We’ve all seen this before. It happened with the dotcom bubble, of course, but an even more recent example exists. It happened with people wanting to obtain MBA’s. Beyond the MBA lay the expectation of six figure salaries and a few gazillion air miles. Investment banking and consulting beckoned. And now, a vast number of those MBAs work in jobs they are only doing to pay off the mountains of debt they’ve incurred.
The prevailing hope is that the same thing does not happen in the startup space. Startups being hot right now is a great thing for those of us involved, however, the news of great successes like those above are making it look like a sure thing. Kids are being advised to drop out of school and learn to code and ultimately sell their brainchildren (and themselves?) to Google. There are even claims that if you do not know how to code in the future, then you have no chance of success. Granted, the structured thinking you get from learning most anything is valuable, so almost any type of education is beneficial to some degree. What is missing from this conversation is that learning how to code matters for nothing if you do not learn a more important skill: learning how to create value. It is way more important to learn how to create value than to churn out products that nobody wants. The great thing about Code Academy here in Chicago is that you learn how to code, but you also learn how to create value in tandem. I guess it’s that Midwestern sense of pragmatism. And that is what I think people should focus on learning.
And how exactly do you create value? Distilled down, the way to do that is to provide something that satisfies people’s basic needs.
- - Solve the basic need to be social
- - Fulfill the basic need to be fed (literally or figuratively)
- - Satisfy the basic need to aspire
- - Respond to the basic need to learn
Startups are hard. Even when you’re creating real value as a startup, you still might not survive. For every overvalued funded venture, there is an underrated one successfully fulfilling basic needs. As part of the tech startup space, we try to do our best to focus on providing value, while worrying less about funding.
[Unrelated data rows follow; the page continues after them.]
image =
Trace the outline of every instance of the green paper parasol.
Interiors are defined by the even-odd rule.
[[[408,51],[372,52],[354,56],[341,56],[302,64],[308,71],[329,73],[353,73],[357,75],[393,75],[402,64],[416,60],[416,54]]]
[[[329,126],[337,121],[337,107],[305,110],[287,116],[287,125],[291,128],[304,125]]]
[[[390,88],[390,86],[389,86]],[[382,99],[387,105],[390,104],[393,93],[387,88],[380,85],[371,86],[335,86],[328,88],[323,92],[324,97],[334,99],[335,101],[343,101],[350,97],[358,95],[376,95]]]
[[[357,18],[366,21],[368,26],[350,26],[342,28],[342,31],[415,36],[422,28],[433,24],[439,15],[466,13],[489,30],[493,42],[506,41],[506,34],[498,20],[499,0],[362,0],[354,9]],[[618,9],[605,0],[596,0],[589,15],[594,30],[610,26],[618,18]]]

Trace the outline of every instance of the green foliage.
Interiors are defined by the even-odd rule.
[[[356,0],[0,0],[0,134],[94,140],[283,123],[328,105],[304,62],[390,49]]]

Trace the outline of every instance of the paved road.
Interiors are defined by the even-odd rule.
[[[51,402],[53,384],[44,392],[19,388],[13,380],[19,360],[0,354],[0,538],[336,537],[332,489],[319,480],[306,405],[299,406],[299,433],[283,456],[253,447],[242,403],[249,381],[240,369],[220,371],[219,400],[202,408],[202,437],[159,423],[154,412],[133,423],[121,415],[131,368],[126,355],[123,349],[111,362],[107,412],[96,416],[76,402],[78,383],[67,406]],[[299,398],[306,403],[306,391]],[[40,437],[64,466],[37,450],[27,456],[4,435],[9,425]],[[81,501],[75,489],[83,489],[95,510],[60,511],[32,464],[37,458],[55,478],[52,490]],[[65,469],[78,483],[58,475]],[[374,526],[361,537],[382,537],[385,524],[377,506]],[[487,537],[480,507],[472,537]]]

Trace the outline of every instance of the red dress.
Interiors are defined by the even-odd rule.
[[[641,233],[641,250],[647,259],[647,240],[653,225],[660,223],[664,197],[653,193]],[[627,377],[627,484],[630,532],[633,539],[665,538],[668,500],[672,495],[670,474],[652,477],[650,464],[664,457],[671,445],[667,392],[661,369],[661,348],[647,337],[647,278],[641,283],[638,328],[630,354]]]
Meanwhile, after reading the news of Facebook’s acquisition of Instagram, my rather astute mother-in-law (who’s a nurse in Dallas) made this observation: “This whole Facebook and Groupon thing is feeling like things felt before the subprime mortgage issue — people seem to have more money than sense.”
It does sort of give you pause, doesn’t it?
What are some ways that you’ve created value as a startup?